Jung's Psychology, Complexes & The Anapanasati Sutra
Michele S. O'Brien, Ph.D.
May 3rd, 2002
Jung's psychology and Buddhist meditation are often seen as separate approaches. One is in analysis or one meditates.The goal of each seems to be different, individuation in one case and enlightenment in the other. While there are particular points where Jung's thinking and that of Buddhism may not be complementary, a point of unification between the two can be found in Jung's theory of complexes and the strategies he developed for making them conscious and working with their destructive affects. This lecture will explore both Jung's thinking and the Anapanasati Sutra. We will consider how the meditation this sutra describes can be joined with analytical tools to form an effective and liberating practice to free one from living out complexes as fate.
The Anapanasati Sutra is sometimes referred to as The Sutra on the Full Awareness of Breathing. Because it carries no cultural baggage, it provides an excellent vehicle to free one from intense affects generated by complexes. It may even lead to a transformation in the complexes themselves.
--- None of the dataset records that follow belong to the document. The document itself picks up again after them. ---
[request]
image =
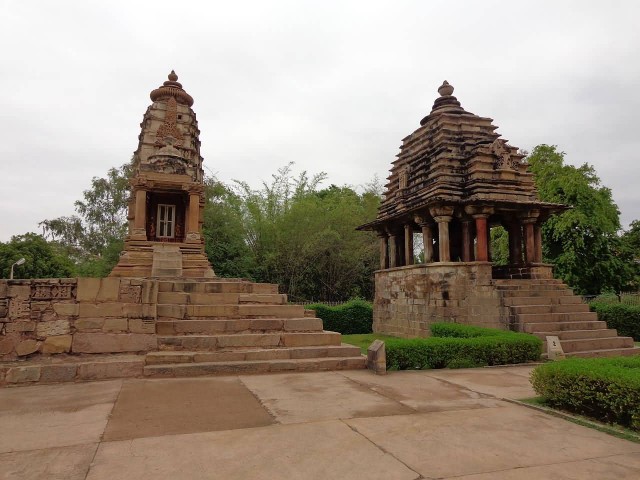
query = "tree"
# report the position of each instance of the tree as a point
(582, 242)
(291, 233)
(94, 237)
(42, 259)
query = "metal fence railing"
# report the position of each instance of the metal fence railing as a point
(623, 298)
(308, 302)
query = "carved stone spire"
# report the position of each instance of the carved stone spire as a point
(172, 88)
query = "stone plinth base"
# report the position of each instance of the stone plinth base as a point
(409, 299)
(137, 260)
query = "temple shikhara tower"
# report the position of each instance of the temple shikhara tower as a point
(162, 312)
(453, 180)
(167, 196)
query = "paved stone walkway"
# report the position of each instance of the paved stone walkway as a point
(344, 425)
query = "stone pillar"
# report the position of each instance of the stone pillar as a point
(384, 251)
(427, 240)
(443, 237)
(482, 246)
(140, 216)
(467, 241)
(408, 244)
(515, 243)
(443, 215)
(537, 235)
(393, 251)
(530, 242)
(193, 227)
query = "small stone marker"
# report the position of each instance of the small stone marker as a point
(554, 349)
(377, 357)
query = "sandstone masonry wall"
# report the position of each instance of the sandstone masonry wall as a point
(77, 315)
(408, 299)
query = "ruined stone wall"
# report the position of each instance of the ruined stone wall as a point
(409, 299)
(76, 315)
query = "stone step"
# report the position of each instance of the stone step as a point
(218, 286)
(579, 334)
(540, 300)
(528, 281)
(262, 325)
(554, 308)
(244, 340)
(195, 298)
(612, 352)
(170, 357)
(552, 292)
(556, 317)
(590, 344)
(180, 311)
(256, 366)
(562, 326)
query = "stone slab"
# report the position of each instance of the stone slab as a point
(311, 451)
(294, 398)
(463, 442)
(618, 467)
(420, 392)
(501, 382)
(147, 408)
(46, 416)
(65, 463)
(113, 342)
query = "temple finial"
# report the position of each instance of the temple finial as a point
(445, 89)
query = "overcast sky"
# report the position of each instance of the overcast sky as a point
(331, 85)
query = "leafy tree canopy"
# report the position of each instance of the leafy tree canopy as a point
(42, 259)
(582, 242)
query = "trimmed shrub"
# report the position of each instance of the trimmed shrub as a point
(624, 318)
(355, 316)
(607, 389)
(456, 345)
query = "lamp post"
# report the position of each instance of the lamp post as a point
(19, 262)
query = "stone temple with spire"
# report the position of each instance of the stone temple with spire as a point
(453, 180)
(167, 197)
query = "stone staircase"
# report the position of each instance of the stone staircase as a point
(234, 326)
(548, 307)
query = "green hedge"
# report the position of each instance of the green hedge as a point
(607, 389)
(355, 316)
(461, 346)
(624, 318)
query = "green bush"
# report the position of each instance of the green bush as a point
(624, 318)
(455, 345)
(607, 389)
(355, 316)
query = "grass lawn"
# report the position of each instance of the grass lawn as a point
(611, 429)
(363, 340)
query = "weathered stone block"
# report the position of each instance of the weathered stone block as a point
(101, 310)
(85, 324)
(58, 373)
(23, 374)
(57, 344)
(115, 325)
(132, 310)
(27, 347)
(15, 327)
(8, 344)
(110, 369)
(109, 290)
(57, 327)
(138, 325)
(66, 309)
(113, 342)
(87, 289)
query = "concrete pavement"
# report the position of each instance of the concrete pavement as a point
(348, 425)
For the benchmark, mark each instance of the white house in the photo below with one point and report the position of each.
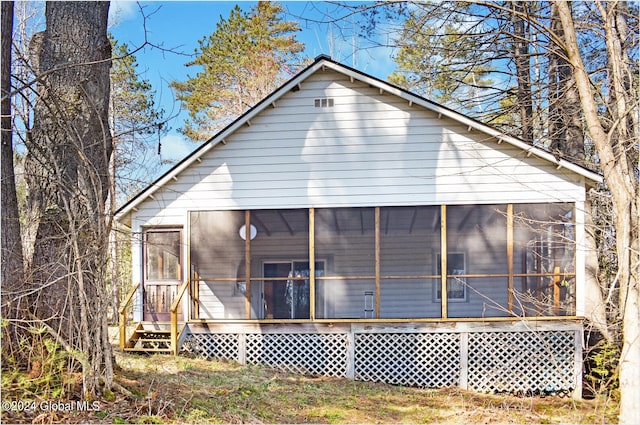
(344, 226)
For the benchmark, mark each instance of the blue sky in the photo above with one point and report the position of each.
(176, 26)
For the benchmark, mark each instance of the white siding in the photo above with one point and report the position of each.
(369, 149)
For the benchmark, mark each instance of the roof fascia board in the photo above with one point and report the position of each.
(470, 122)
(217, 139)
(321, 63)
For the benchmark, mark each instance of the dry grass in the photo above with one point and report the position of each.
(170, 389)
(183, 390)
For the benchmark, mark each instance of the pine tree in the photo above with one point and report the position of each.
(247, 57)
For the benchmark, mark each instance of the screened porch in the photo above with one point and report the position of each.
(383, 263)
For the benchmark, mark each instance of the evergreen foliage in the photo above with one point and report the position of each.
(247, 57)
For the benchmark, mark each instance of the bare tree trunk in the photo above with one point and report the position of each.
(567, 139)
(12, 259)
(523, 69)
(615, 149)
(68, 177)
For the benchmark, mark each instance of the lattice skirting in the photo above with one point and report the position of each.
(537, 362)
(413, 359)
(521, 361)
(313, 354)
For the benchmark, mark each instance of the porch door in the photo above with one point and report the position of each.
(162, 272)
(287, 296)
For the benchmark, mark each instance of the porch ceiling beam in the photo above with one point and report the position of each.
(254, 217)
(286, 223)
(466, 218)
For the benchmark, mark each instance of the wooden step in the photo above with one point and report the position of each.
(148, 350)
(153, 331)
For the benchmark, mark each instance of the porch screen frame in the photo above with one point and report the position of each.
(441, 257)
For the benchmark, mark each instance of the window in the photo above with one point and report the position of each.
(325, 102)
(286, 289)
(456, 286)
(162, 254)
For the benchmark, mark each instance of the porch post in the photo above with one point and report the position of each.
(443, 259)
(247, 263)
(510, 257)
(377, 261)
(312, 264)
(464, 360)
(579, 281)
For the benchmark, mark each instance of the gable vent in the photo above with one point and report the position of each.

The lecture will be followed by an experience of this practice and a consideration of some approaches to integrate these powerful contemplations with the analytical practices of Jung's psychology.
Michele O'Brien, Ph.D., is a Jungian Analyst in private practice in Santa Monica. She is on faculty at the C.G. Jung Institute of Los Angeles and the University of Philosophical Research. Dr. O'Brien's particular interests are the religious function of the psyche, individuation, and the confluence of Jung's psychology and Eastern systems of thought.